Кано повалился на кошму, закрыл глаза. Потом поднялся, вытащил из портфеля, с которым приехал накануне, бутылку водки, зубами сорвал жестяной колпачок и, налив стакан, выпил; медленно опустился на кошму, полежал и, когда комната поплыла перед глазами и боль в сердце немного отпустила, поднялся, сорвал с гвоздя отцовский полушубок и, волоча его за собой, вышел на крыльцо.
День сегодня был ослепительный, яркий, золотой. Зеленые холмы Чиена сверкали. В прозрачном хрустальном воздухе тихо осыпались яблоневые сады, земля в садах шуршала мертвыми, сухими листьями.

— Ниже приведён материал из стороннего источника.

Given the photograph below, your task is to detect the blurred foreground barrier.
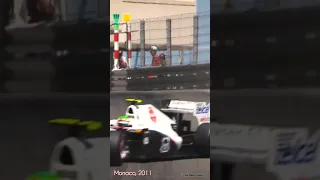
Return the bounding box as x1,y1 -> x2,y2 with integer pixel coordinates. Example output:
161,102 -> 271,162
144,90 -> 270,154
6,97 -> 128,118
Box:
210,7 -> 320,89
0,53 -> 109,93
111,64 -> 210,91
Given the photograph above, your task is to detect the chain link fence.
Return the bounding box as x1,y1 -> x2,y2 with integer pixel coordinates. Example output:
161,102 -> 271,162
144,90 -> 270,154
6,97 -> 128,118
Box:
110,12 -> 210,68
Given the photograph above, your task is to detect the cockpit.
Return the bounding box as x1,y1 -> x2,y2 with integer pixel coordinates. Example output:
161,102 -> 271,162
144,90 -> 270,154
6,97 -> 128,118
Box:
126,105 -> 138,119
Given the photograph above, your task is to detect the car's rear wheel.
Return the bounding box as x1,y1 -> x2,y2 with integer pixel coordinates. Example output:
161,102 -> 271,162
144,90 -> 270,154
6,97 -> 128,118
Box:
194,123 -> 210,157
110,131 -> 127,166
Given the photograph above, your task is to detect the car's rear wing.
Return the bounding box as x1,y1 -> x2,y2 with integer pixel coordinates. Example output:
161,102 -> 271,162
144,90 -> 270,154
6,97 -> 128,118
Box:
160,100 -> 210,125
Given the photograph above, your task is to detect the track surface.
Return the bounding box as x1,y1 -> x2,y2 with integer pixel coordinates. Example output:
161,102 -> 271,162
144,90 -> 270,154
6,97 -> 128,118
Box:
110,90 -> 210,180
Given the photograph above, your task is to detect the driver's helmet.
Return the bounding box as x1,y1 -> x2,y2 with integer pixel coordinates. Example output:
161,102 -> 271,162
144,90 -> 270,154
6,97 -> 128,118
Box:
118,116 -> 130,121
150,46 -> 158,52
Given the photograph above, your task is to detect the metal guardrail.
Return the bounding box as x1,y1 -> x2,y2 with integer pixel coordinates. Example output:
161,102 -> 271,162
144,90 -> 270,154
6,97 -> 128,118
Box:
111,64 -> 210,91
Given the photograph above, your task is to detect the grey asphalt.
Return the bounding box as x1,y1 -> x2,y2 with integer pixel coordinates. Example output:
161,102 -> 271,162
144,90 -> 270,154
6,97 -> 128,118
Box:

Кано спустился в сад. Наткнулся на проволоку, разделявшую сад на две половины, повернул в сторону и, увидев старую яблоню с мощным кривым стволом и спускавшимися до самой земли ветвями, — под этой яблоней любила сидеть Ракия, — повалился на сморщенные сухие листья, накрылся тулупом с головой. И сразу ушел в теплый душный знакомый мир, пахнущий овечьей шерстью, сеном и отцовским табаком, сквозь эти запахи просачивались тонкие ароматы яблоневого сада.
Через некоторое время Кано услышал какое-то посвистывание наверху, как бы возгласы удивления на птичьем языке, и, приподняв тулуп, увидел на ветке яблони двух подпрыгивающих возбужденных воробьев. Он повернул голову в ту сторону, куда они смотрели, и увидел на фоне светло-синего неба две легкие тени, скользящие в прозрачном воздухе от холмов Чиена сюда, к саду. Тени были в развевающихся одеждах, одна — в черном вельветовом чапане, в косматой шапке, с камчой в руке, вторая — в зеленом цветастом платье, в плюшевой безрукавке и белом с кистями платке. На ногах обеих поверх белых шерстяных носков были надеты маленькие круглые галоши.
Кано зажмурился.
— Где наш мальчик? Где наш единственный сын Кано? — пропел в вышине знакомый тонкий голос.
— Тихо, жена, молчи, сейчас мы его увидим, — ответил второй голос, хрипловатый.
Обе тени спустились во двор, покружились по нему, влетели в раскрытую дверь дома, побыли там немного, а потом вылетели обратно, опечаленные и встревоженные, опустились на толстую бельевую веревку, протянутую через двор от столба до стены дома, и затихли.
— Кто подметет двор? — снова запел тонкий голос. — Смотри, как неубрано в нашем дворе!
— Наш сын подметет, наш Кано! — ответил хрипловатый голос.
— Как исхудал наш ослик! Жена твоего брата совсем не кормит его! — снова жалобно произнес первый голос.
— Его накормит наш сын, наш Кано! — ответил второй голос.
— Смотри, как грустно машет хвостом наша старая лошадь! Ее не чистят, у нее не расчесан хвост!
— Наша лошадь старая, она скоро встретится с нами на тихих холмах Чиена!